---
name: "prog-expert-tts-stt-integration"
description: "Use when you need to implement TTS (text-to-speech) or STT (speech-to-text) integrations in Nuxt 3/Nitro applications, including Deepgram streaming STT via WebSocket, ElevenLabs TTS, browser MediaRecorder, and audio settings management. Expert-level programming and pattern management."
metadata:
  stage: "alpha"
  source: "MIGRATED"
  requires:
    - "impl-experts-js-contract"
  env_vars:
    DEEPGRAM_API_KEY: "Required for STT. Your Deepgram API key."
    ELEVENLABS_API_KEY: "Required for TTS. Your ElevenLabs API key."
---

# Prog Expert TTS/STT Integration

## Goal
Expert-level implementation of audio I/O integrations in Nuxt 3 + Nitro applications.

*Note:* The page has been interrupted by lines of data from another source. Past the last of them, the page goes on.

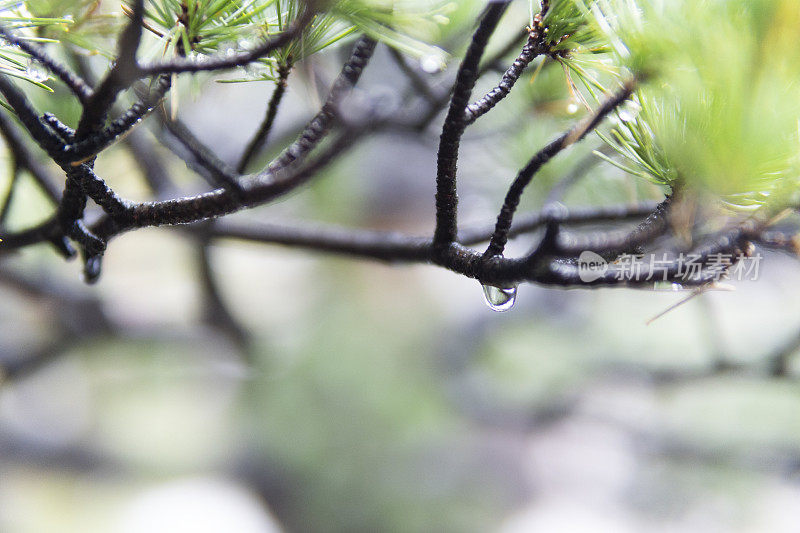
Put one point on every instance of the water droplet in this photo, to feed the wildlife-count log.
(228, 49)
(36, 71)
(431, 63)
(500, 298)
(92, 268)
(629, 111)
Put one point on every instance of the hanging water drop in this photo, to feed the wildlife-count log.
(500, 298)
(36, 71)
(228, 48)
(431, 63)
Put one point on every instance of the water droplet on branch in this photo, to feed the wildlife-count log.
(36, 71)
(431, 63)
(500, 298)
(629, 111)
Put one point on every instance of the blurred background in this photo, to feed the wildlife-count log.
(346, 395)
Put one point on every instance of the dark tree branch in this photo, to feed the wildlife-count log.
(260, 137)
(504, 220)
(533, 48)
(75, 83)
(454, 126)
(321, 124)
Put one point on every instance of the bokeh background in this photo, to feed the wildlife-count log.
(374, 397)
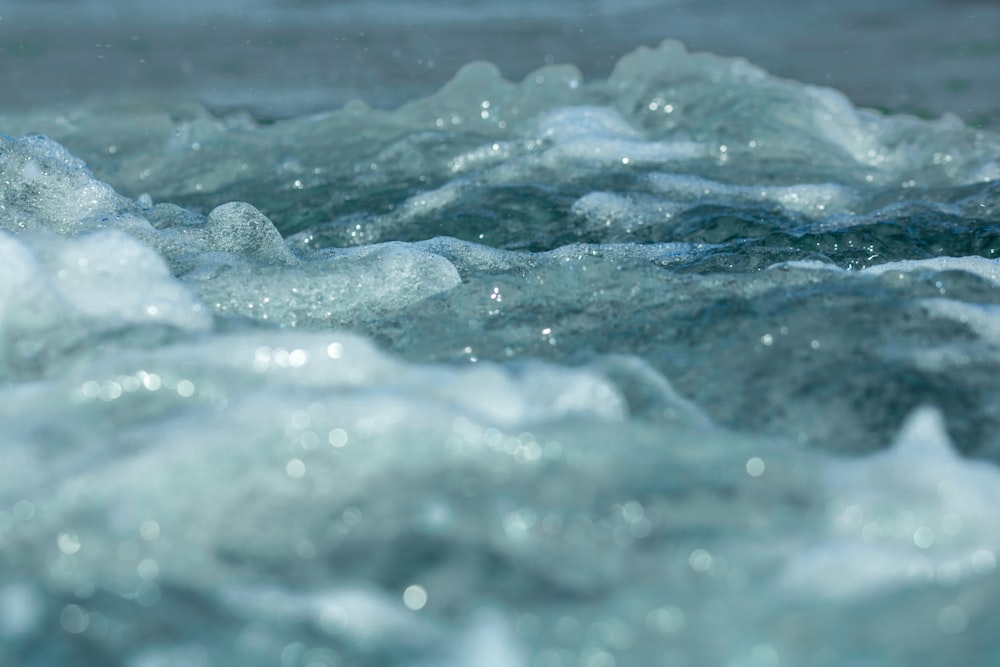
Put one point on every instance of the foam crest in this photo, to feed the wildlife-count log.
(58, 292)
(914, 514)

Covers Deepgram streaming STT via WebSocket proxy, ElevenLabs TTS, browser MediaRecorder API, audio settings, and multi-provider configuration.

## Core Workflow (Progressive Disclosure)

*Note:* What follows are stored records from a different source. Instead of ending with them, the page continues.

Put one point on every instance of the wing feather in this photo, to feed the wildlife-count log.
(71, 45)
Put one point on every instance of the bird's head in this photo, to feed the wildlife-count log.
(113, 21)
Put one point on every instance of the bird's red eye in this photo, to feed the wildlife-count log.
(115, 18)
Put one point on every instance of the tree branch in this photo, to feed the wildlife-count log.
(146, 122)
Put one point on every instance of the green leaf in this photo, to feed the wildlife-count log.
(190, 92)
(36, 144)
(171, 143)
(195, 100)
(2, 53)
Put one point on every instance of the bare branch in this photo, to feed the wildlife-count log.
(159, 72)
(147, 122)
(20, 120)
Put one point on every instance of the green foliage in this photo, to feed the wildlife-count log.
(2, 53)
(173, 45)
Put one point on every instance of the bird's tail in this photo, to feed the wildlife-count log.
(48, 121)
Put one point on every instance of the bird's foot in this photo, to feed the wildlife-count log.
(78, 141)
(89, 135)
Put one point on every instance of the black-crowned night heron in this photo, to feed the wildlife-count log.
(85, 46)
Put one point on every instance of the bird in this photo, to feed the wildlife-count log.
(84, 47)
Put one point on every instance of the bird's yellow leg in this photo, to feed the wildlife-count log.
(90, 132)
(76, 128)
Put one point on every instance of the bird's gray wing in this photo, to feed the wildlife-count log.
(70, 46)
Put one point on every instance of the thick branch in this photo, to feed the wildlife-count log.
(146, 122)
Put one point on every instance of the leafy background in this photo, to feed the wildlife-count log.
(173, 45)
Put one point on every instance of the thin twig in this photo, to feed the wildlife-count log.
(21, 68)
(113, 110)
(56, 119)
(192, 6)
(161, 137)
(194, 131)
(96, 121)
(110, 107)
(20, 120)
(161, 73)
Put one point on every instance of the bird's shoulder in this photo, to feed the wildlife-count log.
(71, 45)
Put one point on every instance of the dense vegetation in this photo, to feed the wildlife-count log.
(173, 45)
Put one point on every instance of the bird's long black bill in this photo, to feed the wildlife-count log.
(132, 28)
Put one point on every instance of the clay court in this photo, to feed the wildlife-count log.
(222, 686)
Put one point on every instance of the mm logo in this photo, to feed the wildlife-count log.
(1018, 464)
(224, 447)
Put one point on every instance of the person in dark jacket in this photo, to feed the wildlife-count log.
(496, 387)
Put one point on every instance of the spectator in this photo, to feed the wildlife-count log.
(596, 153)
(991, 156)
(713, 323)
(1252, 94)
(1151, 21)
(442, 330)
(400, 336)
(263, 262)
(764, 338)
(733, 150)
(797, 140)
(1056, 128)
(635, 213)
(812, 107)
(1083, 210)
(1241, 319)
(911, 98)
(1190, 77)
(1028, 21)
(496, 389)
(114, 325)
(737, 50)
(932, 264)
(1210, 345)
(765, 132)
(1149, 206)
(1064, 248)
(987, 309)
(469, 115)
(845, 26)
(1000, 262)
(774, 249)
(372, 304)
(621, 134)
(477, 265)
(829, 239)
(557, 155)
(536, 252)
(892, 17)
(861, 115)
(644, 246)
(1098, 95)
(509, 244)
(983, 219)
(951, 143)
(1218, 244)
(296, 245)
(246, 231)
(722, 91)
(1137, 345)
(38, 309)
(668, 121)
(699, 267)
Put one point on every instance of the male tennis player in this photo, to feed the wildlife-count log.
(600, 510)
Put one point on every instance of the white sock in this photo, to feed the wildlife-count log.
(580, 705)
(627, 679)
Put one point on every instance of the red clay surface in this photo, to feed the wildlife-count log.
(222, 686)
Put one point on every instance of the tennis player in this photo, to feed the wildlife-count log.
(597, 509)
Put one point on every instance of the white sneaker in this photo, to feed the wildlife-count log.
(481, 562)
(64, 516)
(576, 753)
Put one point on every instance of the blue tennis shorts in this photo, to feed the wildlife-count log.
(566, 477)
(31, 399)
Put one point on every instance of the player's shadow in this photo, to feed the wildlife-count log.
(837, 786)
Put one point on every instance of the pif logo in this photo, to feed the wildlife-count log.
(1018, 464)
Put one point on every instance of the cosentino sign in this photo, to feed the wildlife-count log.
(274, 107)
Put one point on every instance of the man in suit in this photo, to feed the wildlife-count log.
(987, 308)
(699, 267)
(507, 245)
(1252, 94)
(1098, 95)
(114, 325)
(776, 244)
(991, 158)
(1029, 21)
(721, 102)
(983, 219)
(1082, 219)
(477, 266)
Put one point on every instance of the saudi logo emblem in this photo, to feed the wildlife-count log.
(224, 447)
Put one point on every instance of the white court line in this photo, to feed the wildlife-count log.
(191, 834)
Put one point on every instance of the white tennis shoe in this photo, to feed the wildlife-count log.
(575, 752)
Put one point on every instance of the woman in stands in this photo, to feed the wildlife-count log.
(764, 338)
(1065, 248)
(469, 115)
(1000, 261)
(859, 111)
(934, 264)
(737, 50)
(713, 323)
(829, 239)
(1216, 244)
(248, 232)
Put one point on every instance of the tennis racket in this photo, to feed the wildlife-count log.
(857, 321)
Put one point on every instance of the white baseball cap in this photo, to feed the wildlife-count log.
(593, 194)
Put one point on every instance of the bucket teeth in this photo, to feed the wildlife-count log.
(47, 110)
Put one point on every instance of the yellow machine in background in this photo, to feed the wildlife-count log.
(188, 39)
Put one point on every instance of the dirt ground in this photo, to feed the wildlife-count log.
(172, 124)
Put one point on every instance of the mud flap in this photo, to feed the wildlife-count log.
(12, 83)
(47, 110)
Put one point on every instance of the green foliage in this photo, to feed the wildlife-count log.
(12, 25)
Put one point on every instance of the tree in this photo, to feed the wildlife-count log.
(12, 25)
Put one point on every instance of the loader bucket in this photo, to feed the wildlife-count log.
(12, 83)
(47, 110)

1. **Context Analysis**: Identify if the task is STT (input/transcription) or TTS (output/speech), and which provider is involved.
2. **Knowledge Retrieval**:
   - Check `recipes/` for matching implementation patterns.
   - Read `references/patterns.md` for architectural patterns and code snippets.
   - Check `references/versions.json` for current provider SDK versions.
3. **Implementation**: Follow the layered architecture (see below). Leverage `atomic-examples/` for isolated building blocks.
4. **Learning**:
   - After successful implementation, extract patterns via `programming/prog-expert-advisor/scripts/learn.py`.
   - Create/refine recipes in `recipes/` using `scripts/manage_recipes.py`.

## Architecture Overview

```
Browser                        Nitro Server                   External APIs
──────────────────────────────────────────────────────────────────────────
MediaRecorder (WebM/Opus)  →  WS /api/transcribe-stream  →  Deepgram WSS
                          ←  {type,transcript,is_final}  ←

POST /api/speak (text)     →  AgentManager.speak()        →  ElevenLabs REST
                          ←  ReadableStream (mp3)         ←

Audio() .play()            ←  sendStream(event, stream)   ←
```

## Instructions

- **Package manager**: Always use `bun` for this project.
- **Before starting**: Search `recipes/` for relevant patterns.
- **STT streaming**: Always proxy through Nitro WebSocket — never expose Deepgram API keys to the browser.
- **TTS streaming**: Use Nitro's `sendStream()` to pipe the ElevenLabs ReadableStream directly to the client.
- **Settings resolution**: API keys come from env vars first, then `data/settings.json`. Throw clear errors if missing.
- **Cleanup**: Always stop MediaRecorder tracks and close WebSocket on component unmount.
- **MIME type**: Use `audio/webm;codecs=opus` for MediaRecorder; Deepgram accepts it natively.
- **Language**: Support `auto` (detect_language=true), `multi` (detect_language=true&multi_channel=true), or specific codes.
- **After new recipe**: Add it to `recipes/README.md` index.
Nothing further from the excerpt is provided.